Liza stifled a sigh of relief as her would-be stalker went down the hall, back to damage control.
Guess there really is something to that old saying about clouds and silver linings
, she thought.
“These guys may be hit and miss when it comes to local help, but they’re certainly on the cutting edge when it comes to technology.” Michael’s eyes went from the dead computer to the telephone. “Either they got a hint that we were onto something from the computer searches, or they’ve got a tap on the telephone and heard Liza talking with Detective Vasquez.”
“That’s—” Ava began.
“About as crazy as anything in the half-assed scripts I doctor for a living,” Michael finished for her. “Funny thing is, I told Liza the exact same thing just a couple of days ago.”
Liza’s eyes went back to the screen of her disabled computer, trying to call Jenny’s picture back from her memory. It had been grainy, kind of flat—a cell phone picture blown up too large. “Did either of you notice anything odd in the background of that photo?” she suddenly asked.
“Odd? Like what?” Ava responded in surprise.
Liza closed her eyes, trying to call up every detail. “I thought I saw a haystack behind the girl.”
“Haystack?” Michael almost yelped out his protest. “I’m pretty sure the background was water, not fields, Liza.”
Liza opened her eyes to give him a look. “That’s where you find haystacks around here.”
“What? Floating around?”
Now Ava started giving him the same look. “It’s a local geological formation,” she told Michael. “They’re rocks that look like giant piles—”
“Of hay, I guess,” Michael said.
“Rising up from the water off the shore,” Ava finished. She frowned. “So now we know two things about Jenny Robbins. She’s still alive, and she’s not all that far away.”
“I guess it’s too much to hope that there’s a single formation known as the Haystack,” Michael said.
“No, Oregon has a lot of them, up and down the coast,” Liza said. “But we know that whoever took her brought her up here.”
She turned back to the pile of sudoku puzzles they’d collected. “I want to go over these again, especially the ones from just before Derrick died—and after.
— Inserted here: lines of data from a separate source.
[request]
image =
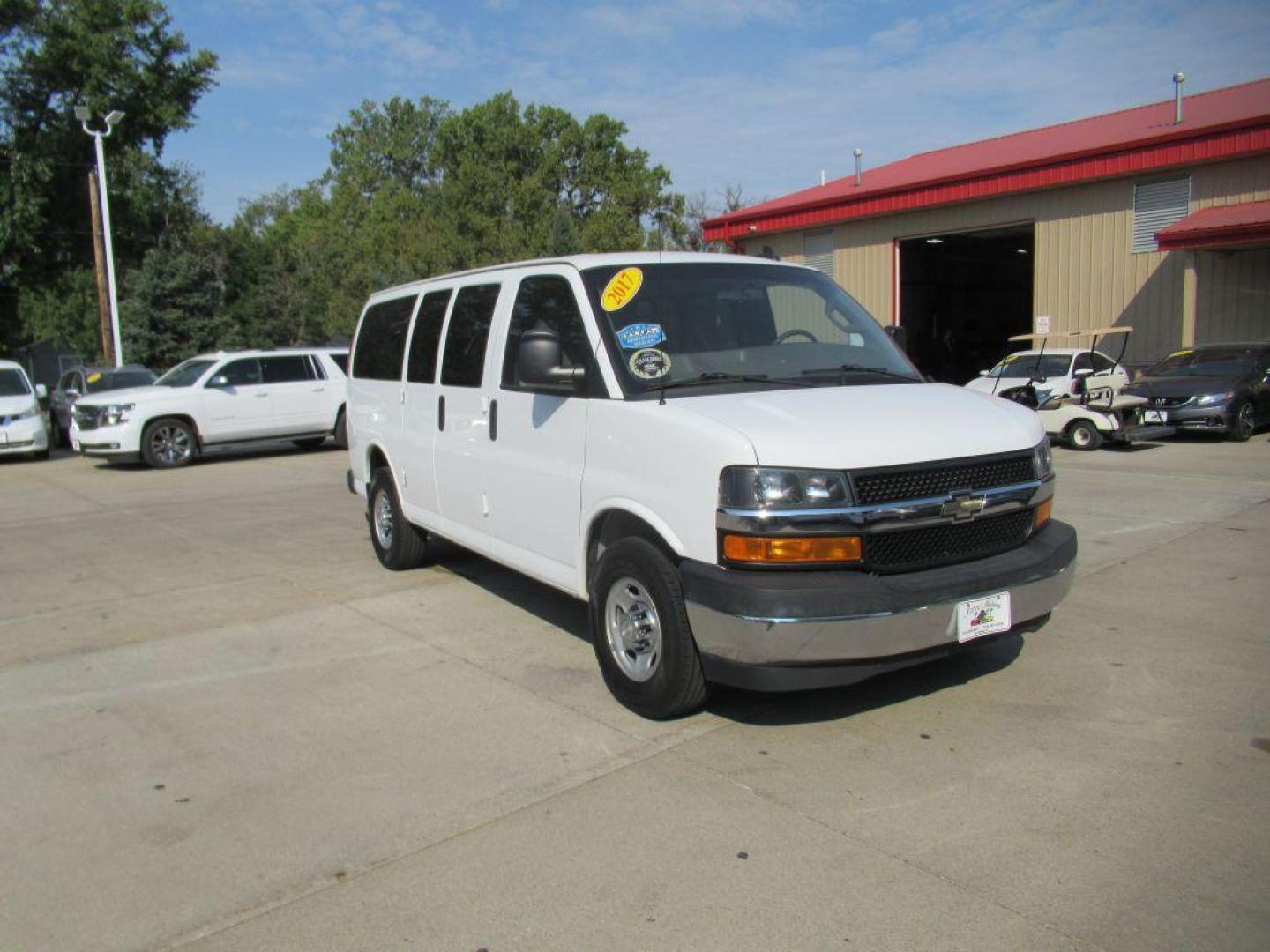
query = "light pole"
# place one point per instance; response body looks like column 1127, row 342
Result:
column 112, row 118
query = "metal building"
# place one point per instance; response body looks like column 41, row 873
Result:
column 1157, row 217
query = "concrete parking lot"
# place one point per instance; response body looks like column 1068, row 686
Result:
column 224, row 726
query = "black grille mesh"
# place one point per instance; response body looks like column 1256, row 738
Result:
column 903, row 482
column 947, row 542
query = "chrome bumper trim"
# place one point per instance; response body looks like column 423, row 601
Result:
column 859, row 637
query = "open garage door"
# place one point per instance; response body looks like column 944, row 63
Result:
column 961, row 294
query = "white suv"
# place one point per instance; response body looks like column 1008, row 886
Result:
column 22, row 423
column 225, row 398
column 725, row 456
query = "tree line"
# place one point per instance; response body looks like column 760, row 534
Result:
column 413, row 188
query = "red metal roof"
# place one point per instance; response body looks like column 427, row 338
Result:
column 1222, row 227
column 1218, row 124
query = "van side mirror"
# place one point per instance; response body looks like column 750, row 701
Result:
column 537, row 361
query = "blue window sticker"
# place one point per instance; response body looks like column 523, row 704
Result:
column 637, row 337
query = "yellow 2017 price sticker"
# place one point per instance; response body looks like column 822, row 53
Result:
column 621, row 288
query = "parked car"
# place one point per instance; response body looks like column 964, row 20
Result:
column 1213, row 389
column 84, row 381
column 216, row 398
column 725, row 456
column 1057, row 367
column 22, row 421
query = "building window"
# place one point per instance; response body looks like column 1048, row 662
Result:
column 1156, row 206
column 818, row 251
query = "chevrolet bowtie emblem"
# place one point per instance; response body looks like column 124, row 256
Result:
column 964, row 507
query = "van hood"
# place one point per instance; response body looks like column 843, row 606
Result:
column 14, row 405
column 133, row 395
column 843, row 428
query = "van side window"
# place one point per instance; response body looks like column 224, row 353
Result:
column 421, row 366
column 546, row 301
column 242, row 374
column 381, row 344
column 469, row 331
column 285, row 369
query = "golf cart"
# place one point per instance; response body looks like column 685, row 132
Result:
column 1095, row 410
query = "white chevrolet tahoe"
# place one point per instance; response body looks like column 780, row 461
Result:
column 22, row 423
column 213, row 398
column 725, row 456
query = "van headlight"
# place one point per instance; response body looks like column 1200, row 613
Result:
column 115, row 414
column 1042, row 460
column 766, row 487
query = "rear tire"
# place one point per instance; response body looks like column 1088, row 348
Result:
column 1084, row 435
column 640, row 632
column 168, row 443
column 1244, row 423
column 397, row 542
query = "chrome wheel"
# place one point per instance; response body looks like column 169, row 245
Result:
column 383, row 519
column 170, row 444
column 634, row 628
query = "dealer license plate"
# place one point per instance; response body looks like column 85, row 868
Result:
column 982, row 616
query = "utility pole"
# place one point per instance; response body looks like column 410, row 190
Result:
column 103, row 302
column 112, row 118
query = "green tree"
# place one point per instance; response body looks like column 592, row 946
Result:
column 107, row 55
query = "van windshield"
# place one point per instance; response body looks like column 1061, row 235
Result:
column 736, row 325
column 1025, row 363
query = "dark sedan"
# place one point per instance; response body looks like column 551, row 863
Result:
column 1213, row 387
column 88, row 380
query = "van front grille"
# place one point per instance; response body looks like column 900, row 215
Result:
column 897, row 484
column 908, row 550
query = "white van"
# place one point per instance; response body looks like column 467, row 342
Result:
column 725, row 456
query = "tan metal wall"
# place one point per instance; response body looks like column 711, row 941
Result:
column 1086, row 274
There may be some hint about where Jenny was taken.”
“I guess I’ll have to deal with the madhouse out there.” Ava straightened her shoulders and marched out.
“So what are my marching orders, General?” Michael asked with a smile.
“I want you to go to the local library,” Liza told him. “Download the latest puzzles from the
Seattle Prospect
.” She gestured at her out-of-commission computer—now just a very large paperweight taking up most of her work space. “Obviously, we won’t be getting anything out of this system for a while.”
Michael took off, and Liza tried to restore some order to the pile of sudoku, which had grown progressively messier as she’d weeded through it searching for mystery puzzles. She’d already filtered out puzzles which hadn’t belonged—brain-busters appearing early in the week. But she’d skipped over the possibility of easy puzzles at the end of the week.
Derrick had been killed either late Saturday night or early Sunday. If some order had been given by puzzle, it should have appeared on Friday or Saturday morning.
Liza got out those puzzles and began decoding. The top line of boxes on the Friday puzzle didn’t seem to fit with any abbreviation scheme for biblical books.
Saturday’s puzzle yielded the letters P-R-O. Liza retrieved the Bible and looked through the list of abbreviations. She found that there was a book of Proverbs in the Old Testament. The rest of the citation was chapter 23, verse 13. Thumbing through the pages, Liza found these words: “Withhold not correction from the child: for if thou beatest him with the rod, he shall not die.”